Accounting simplification

In the spring, UK and European business ministers announced plans to simplify financial reporting requirements by removing certain accounting requirements for micro companies. The plans included simplified rules for profit and loss account and balance sheet reporting for the smallest businesses. Although firms must still submit simplified balance sheets to Companies House, they will no longer need to file accounts.

Employment minister Ed Davey claimed the move would save 1.5m small British companies up to £300m a year, but the reform was not well received in the accountancy world. On AccountingWEB.co.uk, Steve Collings reviewed the government’s discussion paper ‘Simpler Reporting for the Smallest Businesses’ and argued that the majority of accountants were not in favour of the reforms.

Audits could also be rarer after Vince Cable announced plans to take smaller companies out of the audit regime, which, he claimed would save 42,000 small firms up to £40m per year.

Tax simplification

In March, the Office of Tax Simplification (OTS) called on the Treasury to suspend IR35 or compel HMRC to make changes to its implementation until wider structural reform. However, Chancellor George Osborne announced in the Budget 2011 the government’s plan to keep IR35 as it is but to introduce changes to HMRC administration and create a new IR35 Forum. Simon Sweetman called the retention of IR35 a bluff that was detrimental to small businesses.

“So after all these years of Tory MPs fulminating about the iniquity of IR35, what do they do when they come to power? Nothing,” he huffed.
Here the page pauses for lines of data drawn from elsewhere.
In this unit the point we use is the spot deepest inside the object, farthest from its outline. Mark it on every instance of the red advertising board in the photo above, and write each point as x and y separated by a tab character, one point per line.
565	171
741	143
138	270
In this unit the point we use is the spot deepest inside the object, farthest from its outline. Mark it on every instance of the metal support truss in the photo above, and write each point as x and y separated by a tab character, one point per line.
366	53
In the run up to the March Budget, the OTS, the IFS Mirlees review, business lobby groups and AccountingWEB members all urged the government to grasp the simplification nettle and merge income tax and National Insurance Contributions into one basic tax. In what we highlighted as a potential landmark moment in the 2011 Budget speech, Chancellor George Osborne said he would consult on the “options, stages and timing of reforms to integrate the operation of income tax and NICs”.

Throughout BusinessZone.co.uk's 10-year+ history, members have repeatedly called for an end to the unnecessary complexity and administrative burdens that the parallel employment tax regimes cause for businesses and their advisers. But this proved to be another area were early promises failed to bear fruit. By November, Treasury minister David Gauke was promising to transform “the customer experience of the personal tax system”, but refused to countenance the merger of income tax and NICs due to the sudden emergence of the contributory principle as a barrier to merger.

John Whiting, the policy director at the OTS, expressed his disappointment. “I don’t think anyone at the OTS thinks it’ll be a quick process, but if you had the one levy it would ‘solve’ IR35. If you don’t go whole hog, you’ll have to look at other devices,” he said.

HMRC and the government dashed business hopes in yet another area that had caused concern throughout the year. Whether businesses were ready or not, the Real Time Information system for PAYE would have to be introduced in 2013 to pave the way for the new universal credit, HMRC confirmed in November. “There is no flexibility in terms of the ultimate go-live date of RTI,” it said.

As has been the case for so many reform pledges in the past, the status quo proved once again its intractability to change. It is a depressing prospect, but the most likely outcome in the next 12 months will be further compromises and sacrifices to expediency as the tax simplification bandwagon gets bogged down in detail and further consultations on the consultations we've already had.